The Ebola outbreak in West African countries is not seriously affecting the Nigerian economy, Finance Minister Ngozi Okonjo-Iweala said.
Nigeria, Africa’s biggest economy, has recorded 21 cases of the virus, and eight people have died within its borders, according to the World Health Organization. There were no current confirmed cases as of Sept. 10, the health ministry says.
“We have a team monitoring the economic impact and we don’t feel we are yet at the point where we can say it’s having a huge impact on the economy,” Okonjo-Iweala said in an interview with Bloomberg TV Africa late yesterday. “There’s been some fall-off in hotel occupancy, in Lagos in particular, some meetings have been postponed, but you still have other businesspeople who are arriving.”
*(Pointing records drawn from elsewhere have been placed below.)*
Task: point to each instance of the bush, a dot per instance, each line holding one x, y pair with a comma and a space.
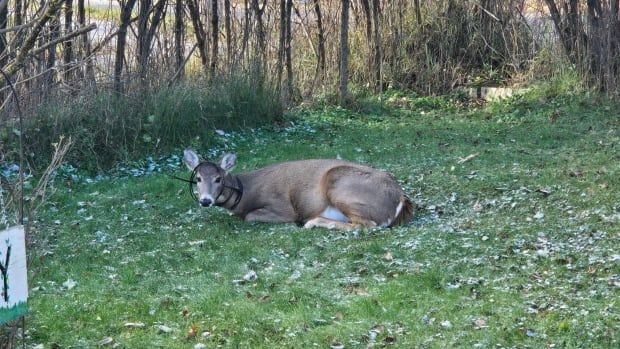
108, 128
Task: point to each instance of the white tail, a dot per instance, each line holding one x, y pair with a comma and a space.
332, 194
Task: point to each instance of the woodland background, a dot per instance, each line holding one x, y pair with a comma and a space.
133, 77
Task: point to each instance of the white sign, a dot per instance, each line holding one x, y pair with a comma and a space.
13, 274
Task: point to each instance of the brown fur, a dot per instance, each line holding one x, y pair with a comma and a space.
300, 191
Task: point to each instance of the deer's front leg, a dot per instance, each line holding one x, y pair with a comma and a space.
269, 216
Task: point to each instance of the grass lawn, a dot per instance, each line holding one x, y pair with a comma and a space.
519, 246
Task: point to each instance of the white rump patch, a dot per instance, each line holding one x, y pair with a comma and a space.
335, 215
398, 209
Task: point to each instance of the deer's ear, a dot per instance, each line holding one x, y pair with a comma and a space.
228, 161
191, 159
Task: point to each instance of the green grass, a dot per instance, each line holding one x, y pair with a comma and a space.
490, 260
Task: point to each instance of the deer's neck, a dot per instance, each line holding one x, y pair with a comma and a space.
232, 193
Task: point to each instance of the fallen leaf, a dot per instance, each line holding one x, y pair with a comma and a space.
480, 324
132, 325
467, 158
105, 342
250, 276
192, 331
477, 206
69, 284
162, 329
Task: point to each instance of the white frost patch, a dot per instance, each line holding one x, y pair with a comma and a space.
335, 215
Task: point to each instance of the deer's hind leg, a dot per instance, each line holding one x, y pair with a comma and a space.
365, 197
320, 222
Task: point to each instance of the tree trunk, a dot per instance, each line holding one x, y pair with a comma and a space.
215, 31
49, 77
280, 63
25, 49
377, 57
121, 40
4, 14
144, 8
368, 32
418, 12
179, 39
344, 53
288, 54
259, 52
246, 29
320, 66
228, 29
67, 52
90, 70
199, 32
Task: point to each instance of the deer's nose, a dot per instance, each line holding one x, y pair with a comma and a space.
205, 202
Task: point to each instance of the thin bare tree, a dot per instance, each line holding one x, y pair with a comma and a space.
344, 53
215, 33
121, 41
179, 38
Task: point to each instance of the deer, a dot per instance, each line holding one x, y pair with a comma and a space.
323, 193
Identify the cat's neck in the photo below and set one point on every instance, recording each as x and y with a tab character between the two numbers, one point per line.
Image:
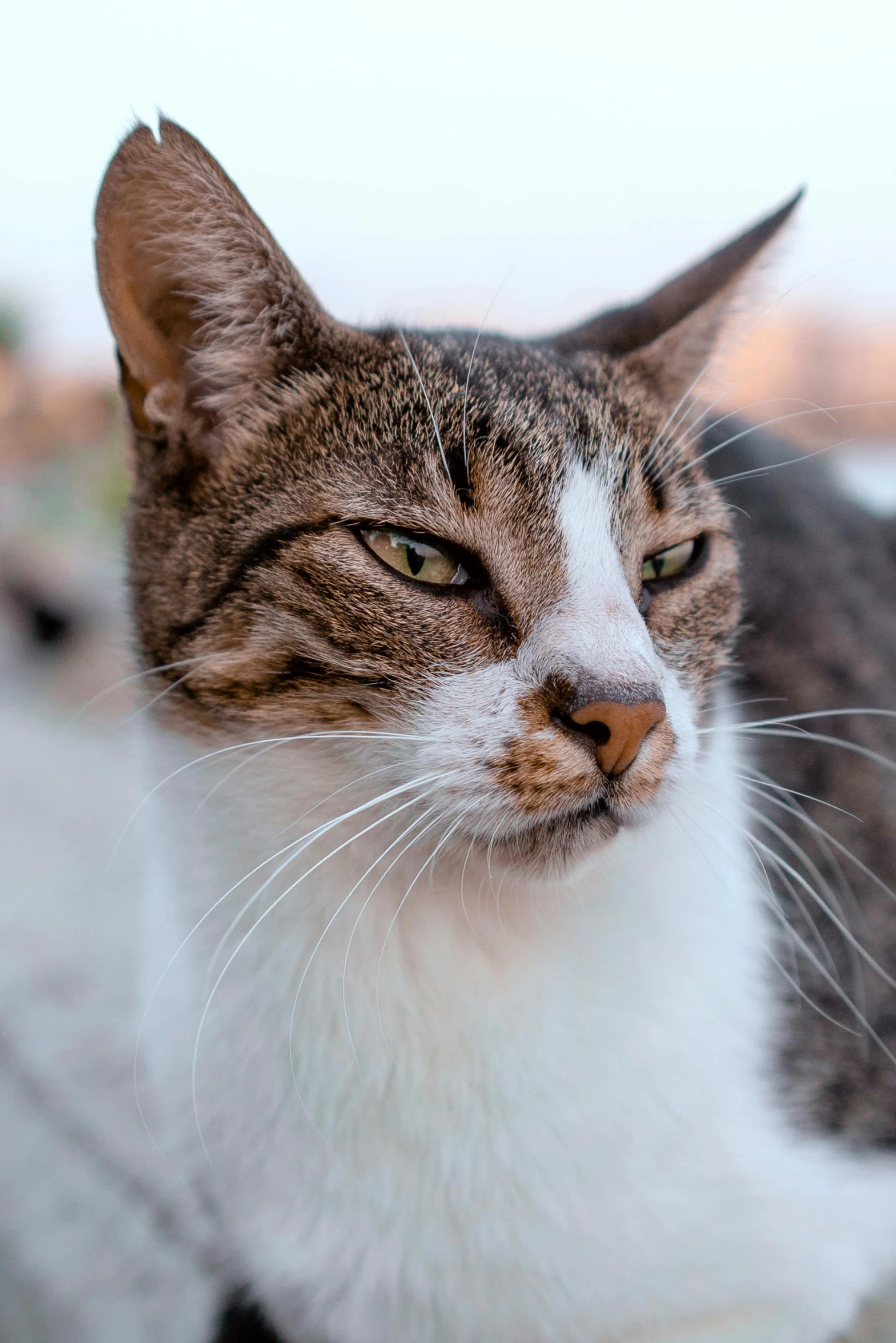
391	911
Ebola has killed at least 2,288 people in Guinea, Liberia and Sierra Leone, countries on Africa’s Atlantic coast that don’t border Nigeria. On Sept. 9, the parent of Nigeria’s biggest company,Dangote Cement (DANGCEM), said it was postponing a planned investor day in Lagos, the commercial hub, as a result of Ebola-related travel fears.
Okonjo-Iweala also said that the country’s Excess Crude Account, where a portion of oil revenue is stored to cushion the economy against volatility, stands at $4.11 billion. That’s the same level as reported by ThisDay newspaper in July.